В те особые летние недели каждый день имел свою собственную звуковую оболочку. 25 мая 1941 года, когда уезжали из Ленинграда, оглушительно ревели радиотарелки и звонко целовались жёны, провожающие мужей на долгие летние гастроли. 29 мая, когда Зиночка и Геничка уехали на дачу под Москву, сипло шуршали шины на "бьюике" Игнатия Станиславовича Казарновского, который их отвозил. 26 июня, когда примчался во Внуково, никто не вышел встречать, никто не залаял. Их дворового овчара Кая, который остался в истории благодаря фотографии, где он запечатлён играющим с Женей, почему-то не было.

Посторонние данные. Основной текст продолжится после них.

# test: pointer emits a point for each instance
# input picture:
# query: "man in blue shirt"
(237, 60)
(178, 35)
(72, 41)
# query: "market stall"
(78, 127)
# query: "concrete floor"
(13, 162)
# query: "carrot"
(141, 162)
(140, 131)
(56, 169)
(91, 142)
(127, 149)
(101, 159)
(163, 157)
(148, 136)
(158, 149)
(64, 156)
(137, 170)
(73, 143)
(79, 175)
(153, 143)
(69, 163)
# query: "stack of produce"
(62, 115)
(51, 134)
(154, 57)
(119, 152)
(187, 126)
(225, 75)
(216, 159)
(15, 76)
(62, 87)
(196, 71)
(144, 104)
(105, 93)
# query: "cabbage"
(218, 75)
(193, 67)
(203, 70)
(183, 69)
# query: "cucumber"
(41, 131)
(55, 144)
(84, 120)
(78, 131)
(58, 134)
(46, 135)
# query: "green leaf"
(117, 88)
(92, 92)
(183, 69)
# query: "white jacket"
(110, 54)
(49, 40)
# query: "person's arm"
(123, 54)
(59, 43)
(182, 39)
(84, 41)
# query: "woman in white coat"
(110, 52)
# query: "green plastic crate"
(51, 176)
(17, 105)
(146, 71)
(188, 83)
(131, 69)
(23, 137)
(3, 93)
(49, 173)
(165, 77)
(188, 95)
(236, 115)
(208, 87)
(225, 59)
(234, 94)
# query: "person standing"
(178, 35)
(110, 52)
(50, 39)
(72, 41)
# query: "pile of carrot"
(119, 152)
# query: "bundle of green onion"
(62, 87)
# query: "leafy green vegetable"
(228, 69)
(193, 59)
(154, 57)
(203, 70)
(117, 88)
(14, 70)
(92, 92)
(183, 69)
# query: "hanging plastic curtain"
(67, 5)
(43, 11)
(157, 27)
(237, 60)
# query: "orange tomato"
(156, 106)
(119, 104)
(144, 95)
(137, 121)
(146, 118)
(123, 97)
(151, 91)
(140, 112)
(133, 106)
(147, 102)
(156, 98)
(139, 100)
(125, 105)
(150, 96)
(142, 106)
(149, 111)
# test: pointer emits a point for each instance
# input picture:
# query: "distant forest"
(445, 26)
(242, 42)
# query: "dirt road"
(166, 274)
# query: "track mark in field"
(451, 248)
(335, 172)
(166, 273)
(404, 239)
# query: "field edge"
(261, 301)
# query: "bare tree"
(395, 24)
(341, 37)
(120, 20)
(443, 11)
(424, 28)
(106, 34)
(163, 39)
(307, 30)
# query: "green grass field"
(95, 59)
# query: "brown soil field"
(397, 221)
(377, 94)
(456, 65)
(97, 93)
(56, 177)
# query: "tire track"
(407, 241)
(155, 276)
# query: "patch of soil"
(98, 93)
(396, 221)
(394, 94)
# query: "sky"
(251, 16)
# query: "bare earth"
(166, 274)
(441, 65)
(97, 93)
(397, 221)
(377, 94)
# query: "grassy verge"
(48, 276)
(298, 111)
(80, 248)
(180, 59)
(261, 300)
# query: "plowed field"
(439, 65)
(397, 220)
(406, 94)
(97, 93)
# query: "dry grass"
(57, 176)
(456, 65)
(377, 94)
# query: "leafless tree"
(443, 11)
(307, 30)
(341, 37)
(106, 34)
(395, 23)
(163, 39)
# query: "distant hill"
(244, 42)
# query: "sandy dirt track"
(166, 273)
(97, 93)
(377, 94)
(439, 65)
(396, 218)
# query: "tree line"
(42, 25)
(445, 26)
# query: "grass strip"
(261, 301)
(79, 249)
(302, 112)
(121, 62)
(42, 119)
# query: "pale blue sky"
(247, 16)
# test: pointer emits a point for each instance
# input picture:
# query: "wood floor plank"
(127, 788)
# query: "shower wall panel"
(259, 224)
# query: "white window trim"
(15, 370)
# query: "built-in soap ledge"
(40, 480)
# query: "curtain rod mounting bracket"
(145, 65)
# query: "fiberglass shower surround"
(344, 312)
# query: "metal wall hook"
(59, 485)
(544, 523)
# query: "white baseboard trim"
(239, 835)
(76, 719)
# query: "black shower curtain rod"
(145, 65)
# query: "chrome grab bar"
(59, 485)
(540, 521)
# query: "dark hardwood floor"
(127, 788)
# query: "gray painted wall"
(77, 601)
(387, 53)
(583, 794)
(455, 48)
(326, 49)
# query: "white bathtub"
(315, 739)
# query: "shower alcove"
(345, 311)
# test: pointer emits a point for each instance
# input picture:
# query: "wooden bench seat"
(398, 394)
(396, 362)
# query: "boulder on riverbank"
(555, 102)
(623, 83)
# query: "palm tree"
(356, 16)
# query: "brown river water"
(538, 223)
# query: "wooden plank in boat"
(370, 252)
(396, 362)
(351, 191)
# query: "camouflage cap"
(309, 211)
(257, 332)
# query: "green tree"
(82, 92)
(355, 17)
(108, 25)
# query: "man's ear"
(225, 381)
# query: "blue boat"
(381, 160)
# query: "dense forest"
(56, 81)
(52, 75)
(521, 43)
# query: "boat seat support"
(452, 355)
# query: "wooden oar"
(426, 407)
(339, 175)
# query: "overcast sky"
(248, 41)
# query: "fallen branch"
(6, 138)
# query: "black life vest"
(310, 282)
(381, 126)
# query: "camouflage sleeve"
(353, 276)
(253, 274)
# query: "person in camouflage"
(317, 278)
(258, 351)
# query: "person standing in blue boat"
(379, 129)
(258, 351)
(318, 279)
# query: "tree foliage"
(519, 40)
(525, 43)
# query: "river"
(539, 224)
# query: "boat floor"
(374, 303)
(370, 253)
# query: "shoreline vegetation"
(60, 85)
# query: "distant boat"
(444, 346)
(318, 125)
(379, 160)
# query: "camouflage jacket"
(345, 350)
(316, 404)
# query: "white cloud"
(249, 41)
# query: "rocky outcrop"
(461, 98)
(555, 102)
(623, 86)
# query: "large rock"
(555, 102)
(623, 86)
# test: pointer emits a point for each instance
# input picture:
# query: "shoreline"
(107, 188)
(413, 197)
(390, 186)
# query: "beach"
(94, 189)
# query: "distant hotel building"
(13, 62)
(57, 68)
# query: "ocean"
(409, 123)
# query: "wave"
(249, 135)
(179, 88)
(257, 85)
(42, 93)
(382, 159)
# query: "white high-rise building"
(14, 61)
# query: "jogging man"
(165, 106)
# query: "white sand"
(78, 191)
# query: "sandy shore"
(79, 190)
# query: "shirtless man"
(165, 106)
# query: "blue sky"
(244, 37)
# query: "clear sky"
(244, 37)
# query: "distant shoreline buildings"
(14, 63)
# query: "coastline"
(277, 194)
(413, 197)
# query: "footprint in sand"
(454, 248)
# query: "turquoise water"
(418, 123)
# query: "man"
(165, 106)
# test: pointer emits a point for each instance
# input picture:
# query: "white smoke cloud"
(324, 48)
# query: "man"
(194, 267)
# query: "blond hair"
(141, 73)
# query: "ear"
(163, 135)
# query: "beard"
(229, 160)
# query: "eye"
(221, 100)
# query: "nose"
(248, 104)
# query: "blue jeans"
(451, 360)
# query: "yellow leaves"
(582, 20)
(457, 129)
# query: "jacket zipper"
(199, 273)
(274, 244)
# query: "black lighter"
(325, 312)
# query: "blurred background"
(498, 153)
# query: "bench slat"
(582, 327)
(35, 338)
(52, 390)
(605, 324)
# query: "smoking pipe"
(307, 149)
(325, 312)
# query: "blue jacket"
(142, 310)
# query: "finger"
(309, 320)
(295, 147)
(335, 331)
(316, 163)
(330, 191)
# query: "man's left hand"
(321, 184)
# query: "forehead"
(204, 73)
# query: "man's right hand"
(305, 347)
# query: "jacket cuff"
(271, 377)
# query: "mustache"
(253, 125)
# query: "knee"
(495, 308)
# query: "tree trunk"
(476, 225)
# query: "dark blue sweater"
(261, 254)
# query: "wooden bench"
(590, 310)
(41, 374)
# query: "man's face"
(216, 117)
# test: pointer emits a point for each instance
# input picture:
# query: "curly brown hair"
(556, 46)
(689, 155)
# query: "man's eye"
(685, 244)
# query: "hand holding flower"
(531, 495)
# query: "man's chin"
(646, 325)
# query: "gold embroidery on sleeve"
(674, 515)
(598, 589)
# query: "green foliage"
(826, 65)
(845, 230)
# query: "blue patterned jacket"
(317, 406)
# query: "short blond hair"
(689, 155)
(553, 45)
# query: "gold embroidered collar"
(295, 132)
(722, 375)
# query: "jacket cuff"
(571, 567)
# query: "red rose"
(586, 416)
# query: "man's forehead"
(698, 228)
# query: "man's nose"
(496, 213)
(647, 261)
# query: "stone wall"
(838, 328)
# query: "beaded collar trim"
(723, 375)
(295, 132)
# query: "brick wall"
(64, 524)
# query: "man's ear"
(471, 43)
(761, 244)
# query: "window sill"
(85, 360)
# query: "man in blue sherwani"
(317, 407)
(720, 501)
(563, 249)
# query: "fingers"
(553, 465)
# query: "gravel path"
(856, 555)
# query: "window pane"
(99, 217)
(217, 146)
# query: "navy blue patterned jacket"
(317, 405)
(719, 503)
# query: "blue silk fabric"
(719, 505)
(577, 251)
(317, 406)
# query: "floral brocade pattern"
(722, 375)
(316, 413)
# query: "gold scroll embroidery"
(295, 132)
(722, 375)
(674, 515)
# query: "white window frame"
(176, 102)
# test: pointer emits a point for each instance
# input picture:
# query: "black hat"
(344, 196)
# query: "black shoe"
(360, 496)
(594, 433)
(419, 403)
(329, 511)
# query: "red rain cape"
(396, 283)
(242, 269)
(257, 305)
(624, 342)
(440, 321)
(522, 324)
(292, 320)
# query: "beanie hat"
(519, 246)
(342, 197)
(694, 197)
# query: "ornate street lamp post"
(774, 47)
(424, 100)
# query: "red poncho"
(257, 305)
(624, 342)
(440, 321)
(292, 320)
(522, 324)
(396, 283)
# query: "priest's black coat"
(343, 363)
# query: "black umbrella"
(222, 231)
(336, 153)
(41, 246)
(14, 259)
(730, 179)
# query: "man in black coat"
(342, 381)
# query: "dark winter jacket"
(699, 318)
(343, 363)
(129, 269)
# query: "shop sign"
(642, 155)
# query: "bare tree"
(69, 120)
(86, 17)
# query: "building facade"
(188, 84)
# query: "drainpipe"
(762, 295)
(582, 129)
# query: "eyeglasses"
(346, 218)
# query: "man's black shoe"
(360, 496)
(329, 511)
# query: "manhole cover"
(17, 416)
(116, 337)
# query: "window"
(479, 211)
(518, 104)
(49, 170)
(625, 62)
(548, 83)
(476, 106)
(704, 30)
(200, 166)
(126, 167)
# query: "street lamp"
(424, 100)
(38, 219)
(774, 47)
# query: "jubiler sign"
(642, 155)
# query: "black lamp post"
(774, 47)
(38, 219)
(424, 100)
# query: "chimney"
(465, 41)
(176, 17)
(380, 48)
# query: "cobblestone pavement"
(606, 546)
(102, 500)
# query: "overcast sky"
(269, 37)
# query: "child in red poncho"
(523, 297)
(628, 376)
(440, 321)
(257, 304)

Ни в одном из звуков, наполнявших мир, не осталось силы. Форте уничтожили, вычеркнули из сознания. На некоторое время воцарилось испуганное пиано, расцарапанное случайными криками ворон и треском срывавшихся с деревьев яблок. На дачах было тихо, их знаменитые обитатели вместе с сонмом своих звуков: сопения, целования, отрыжки, сюсюканья жён и аплодисментов — покинули благословенные места, затопив дачи глухой тишиной. Единственными откупщиками звуков остались дворники. В их сторожках ещё что-то кипело, бухтело, трещало, но в этом не было музыки. Далёкая и страшная музыка неслась с западной стороны. Её исполнял какой-то огромный оркестр, и она приближалась.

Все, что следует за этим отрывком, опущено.